O corpo é, para este a quem a linguagem foge, a grande reserva estratégica de significação, o lugar onde o sentido enfim advém à luz: os sintomas ( as caretas, os olhos estrábicos, a língua ofegante) são seus significantes. É ao somatizar que Lewis fala da desolação experimentada por alguém que sente pavor de ser-no-mundo e ser-com; a crítica francesa, não por acaso, analisou a sua obra sob o prisma de um romanceiro freudiano tumultuoso, onde a regressão (gestos, roupas e artefatos de crianças; a histeria; a impossibilidade de falar) é a pedra fundamental.
Falamos no início deste texto do espaço como um índex de alienação entre o personagem e seu contexto. Mas o espaço, em um segundo e decisivo momento, está também a serviço da vontade de potência do encenador, e enfim realiza aquela indistinção, tipicamente infantil, entre o desejo subjetivo e o décor; tudo agora se torna possível, pois a mise en scène, que opera no (pelo) espaço, é o deus ex-machina que na última hora se apropria dos objetos e os submete implacavelmente à economia fantasista da criança-demiurgo: o contracampo mágico onde a sala aparece arrumada e a mesa posta em The Bellboy. Segundo Narboni, a estratégia de Lewis consiste em compensar suas faltas e a destruição involuntária de que é o instrumento por meio do fascinum da mise en scène, cicatriz dos “meios “ clássicos. Esta é uma tática terapêutica, por facilitar (mesmo que de forma tortuosa, diferida: calvário dos modernos) o acesso do personagem marginalizado ao domínio daquilo que o circunstancia e afeta; aqui, como na vacina, o remédio é feito de veneno, de uma exacerbação metódica de sua experiência traumática (os duplos, os cacoetes): este plus é conversão e transfiguração.

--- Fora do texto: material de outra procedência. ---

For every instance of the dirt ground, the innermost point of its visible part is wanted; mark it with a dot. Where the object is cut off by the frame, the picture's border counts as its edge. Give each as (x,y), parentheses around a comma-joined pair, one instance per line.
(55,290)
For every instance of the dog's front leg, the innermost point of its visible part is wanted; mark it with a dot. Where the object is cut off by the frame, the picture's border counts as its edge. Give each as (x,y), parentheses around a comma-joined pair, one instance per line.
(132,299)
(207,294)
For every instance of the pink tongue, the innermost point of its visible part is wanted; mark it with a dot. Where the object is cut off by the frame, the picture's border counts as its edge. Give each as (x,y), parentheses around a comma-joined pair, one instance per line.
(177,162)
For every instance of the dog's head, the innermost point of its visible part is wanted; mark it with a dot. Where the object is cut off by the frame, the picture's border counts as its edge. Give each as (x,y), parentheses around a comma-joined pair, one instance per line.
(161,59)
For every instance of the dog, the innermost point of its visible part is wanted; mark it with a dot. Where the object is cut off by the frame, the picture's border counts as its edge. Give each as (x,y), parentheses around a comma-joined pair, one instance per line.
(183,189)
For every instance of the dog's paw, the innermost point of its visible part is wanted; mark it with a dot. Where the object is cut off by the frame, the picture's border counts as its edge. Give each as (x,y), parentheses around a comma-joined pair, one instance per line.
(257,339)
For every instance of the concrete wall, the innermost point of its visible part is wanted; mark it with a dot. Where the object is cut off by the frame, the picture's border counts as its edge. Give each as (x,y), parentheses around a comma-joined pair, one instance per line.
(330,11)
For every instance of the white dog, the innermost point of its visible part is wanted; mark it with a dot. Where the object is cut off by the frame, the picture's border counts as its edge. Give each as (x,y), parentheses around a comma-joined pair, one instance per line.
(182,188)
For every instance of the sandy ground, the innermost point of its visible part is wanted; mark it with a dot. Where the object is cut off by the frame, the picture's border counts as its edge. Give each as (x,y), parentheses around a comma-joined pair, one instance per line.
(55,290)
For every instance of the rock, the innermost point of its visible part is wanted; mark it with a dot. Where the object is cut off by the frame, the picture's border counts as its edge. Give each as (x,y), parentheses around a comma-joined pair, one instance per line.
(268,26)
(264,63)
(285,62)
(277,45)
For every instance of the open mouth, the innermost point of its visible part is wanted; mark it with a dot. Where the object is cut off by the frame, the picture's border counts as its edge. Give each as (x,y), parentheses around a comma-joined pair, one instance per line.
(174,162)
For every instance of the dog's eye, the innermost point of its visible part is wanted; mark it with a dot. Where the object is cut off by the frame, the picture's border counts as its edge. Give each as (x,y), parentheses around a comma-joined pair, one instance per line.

A mise en scène é o Abracadabra, o Abre-te-Sésamo, por meio do qual a megalomania de Lewis distribui as cartadas, estrutura a cena e os bastidores de seu Eu feito espetáculo, integrando o mundo como figura coadjuvante de seus prodígios taumatúrgicos: o morceau de bravoure é o selo desta subsunção sistemática do real às injunções do imaginário. O contracampo milagroso da mesa posta em The Bellboy, a abertura de grua de The Ladies Man, o plano geral do apocalipse “em cadeia” no início do mesmo filme e na captura dos ladrões de The Family Jewels, os planos telescopiados das perseguições em The Big Mouth, as meta-encenações do uso do cadre da TV em The Ladies Man e The Errand Boy. Em cenas-chaves, Lewis expõe o paradigma deste processo em que a mise en scéne sublima o Ego mortificado, elevando-o a um grau superior de percepção, alucinando os avatares da diegese convencional. O imaginário aqui readquire as potências arquetípicas dos arcanos imanentes do surrealismo: é no seio das situações mais ordinárias que ele se dá ao luxo de manifestar-se, e é a mise en scène o seu meio industrioso de transcendência . O espaço-tempo determinado pelas convenções da mise en scène configuram um mundo onde enfim o herói passa a existir plenamente, onde o Ego se afirma de forma incondicional, onde a imagem impõe sua vertiginosa soberania sobre a linguagem castradora: experiências deliciosamente regressivas de reconciliação que um dia foram possíveis na Hollywood “fábrica de sonhos”, e que tiveram no cinema de Lewis o seu exercício mais protéico.